Site Map - skip to main content

Hacker Public Radio

Your ideas, projects, opinions - podcasted.

New episodes every weekday Monday through Friday.
This page was generated by The HPR Robot at


hpr2012 :: Parsing XML in Python with Untangle

A quick introduction to Untangle, an XML parser for Python.

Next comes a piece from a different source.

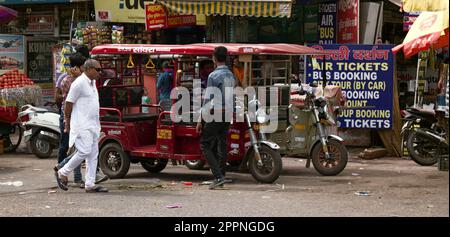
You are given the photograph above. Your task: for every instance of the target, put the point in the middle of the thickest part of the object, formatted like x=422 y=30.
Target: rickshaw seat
x=130 y=117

<< First, < Previous, , Latest >>

Hosted by Klaatu on Tuesday, 2016-04-19 is flagged as Explicit and is released under a CC-BY-SA license.
python, parse, xml. 1.

Listen in ogg, spx, or mp3 format. Play now:

Duration: 00:21:02

A Little Bit of Python.

Initially based on the podcast "A Little Bit of Python", by Michael Foord, Andrew Kuchling, Steve Holden, Dr. Brett Cannon and Jesse Noller. https://www.voidspace.org.uk/python/weblog/arch_d7_2009_12_19.shtml#e1138

Now the series is open to all.

XML is a popular way of storing data in a hierarchical arrangement so that the data can be parsed later. For instance, here is a simple XML snippet:

<?xml version="1.0"?>
<book>
   <chapter id="prologue">
      <title>
     The Beginning
 </title>
   </chapter>
</book>

The nice thing about XML is that it is explicit and strictly structured. The trade-off is that it's pretty verbose, and getting to where you want to go often requires fairly complex navigation.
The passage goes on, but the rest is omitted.